SPPG Ciliwung, yang berlokasi di sisi selatan Lapangan Ciliwung, berdiri atas kerja sama erat antara Pemerintah Kota dan Polres Madiun Kota. Dapur ini akan melayani siswa dari TK hingga SMP di kawasan sekitar, dengan jumlah awal sekitar 858 pelajar, dan ditargetkan meningkat sesuai dengan ketersediaan logistik dan SDM.
> “Ini bentuk nyata sinergi antarinstansi. Dan tempatnya luar biasa bersih, sangat layak jadi contoh,” kata Dr. Maidi usai meresmikan SPPG Ciliwung
Usai dari Ciliwung, wali kota melanjutkan peresmian di wilayah Kelurahan Banjarejo.

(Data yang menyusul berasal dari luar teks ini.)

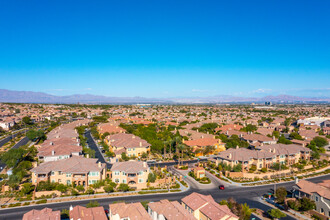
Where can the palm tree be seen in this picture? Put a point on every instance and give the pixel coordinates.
(181, 148)
(208, 149)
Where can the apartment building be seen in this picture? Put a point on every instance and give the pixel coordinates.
(264, 156)
(82, 213)
(111, 128)
(45, 213)
(74, 170)
(62, 143)
(204, 142)
(204, 207)
(318, 192)
(166, 210)
(133, 173)
(122, 211)
(130, 144)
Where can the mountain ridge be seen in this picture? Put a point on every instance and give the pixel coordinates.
(13, 96)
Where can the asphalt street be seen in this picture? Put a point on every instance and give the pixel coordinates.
(247, 195)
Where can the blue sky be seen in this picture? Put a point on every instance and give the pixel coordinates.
(166, 48)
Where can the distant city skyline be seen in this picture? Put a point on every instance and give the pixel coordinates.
(160, 49)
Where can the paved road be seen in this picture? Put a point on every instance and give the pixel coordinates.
(22, 142)
(241, 194)
(93, 146)
(5, 140)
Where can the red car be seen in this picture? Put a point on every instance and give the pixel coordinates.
(222, 187)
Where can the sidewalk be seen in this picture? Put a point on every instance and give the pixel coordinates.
(290, 212)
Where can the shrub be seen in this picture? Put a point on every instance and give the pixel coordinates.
(41, 201)
(294, 204)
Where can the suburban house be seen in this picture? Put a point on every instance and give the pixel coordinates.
(45, 213)
(202, 143)
(130, 144)
(58, 149)
(131, 211)
(199, 172)
(7, 123)
(205, 208)
(82, 213)
(62, 143)
(74, 170)
(166, 210)
(318, 192)
(111, 128)
(229, 127)
(258, 139)
(133, 173)
(264, 156)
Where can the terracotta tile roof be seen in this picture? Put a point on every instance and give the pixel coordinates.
(131, 166)
(309, 188)
(127, 140)
(73, 164)
(83, 213)
(44, 214)
(214, 211)
(133, 211)
(171, 210)
(202, 142)
(196, 200)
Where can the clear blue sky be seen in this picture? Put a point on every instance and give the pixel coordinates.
(165, 48)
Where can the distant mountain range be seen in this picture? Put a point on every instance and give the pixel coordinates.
(39, 97)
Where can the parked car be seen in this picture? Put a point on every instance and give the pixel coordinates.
(222, 187)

SPPG ini berada di Jalan Sedoro dan didirikan dengan dukungan dari Yayasan Konco Kulo Prabowo. Dapur ini telah siap melayani 3.060 pelajar, dengan kapasitas penuh yang bisa mencapai 5.000 porsi.
> “Saya harap segera dioptimalkan agar pelajar bisa langsung menikmati manfaatnya. Tidak boleh ada siswa kita yang belajar dalam kondisi lapar,” tegas Wali Kota.
Wali kota menyebutkan bahwa secara keseluruhan Kota Madiun menargetkan penyediaan 16 SPPG untuk menjangkau lebih dari 51.000 siswa. Saat ini, pembangunan dan aktivasi SPPG terus dikebut. Target besar ini dijadwalkan selesai pada akhir Oktober 2025, menjadikan Kota Madiun sebagai salah satu daerah dengan layanan gizi pelajar terlengkap di Indonesia.
> “Kita pacu terus. Tidak ada waktu untuk santai jika menyangkut masa depan anak-anak kita. Oktober semua harus siap,” tandasnya.
Program SPPG dan MBG merupakan prioritas utama dalam pembangunan sumber daya manusia di Kota Madiun. Tidak hanya sebagai solusi jangka pendek dalam mengatasi gizi buruk, tapi juga investasi jangka panjang untuk mencetak generasi unggul.(kurnia)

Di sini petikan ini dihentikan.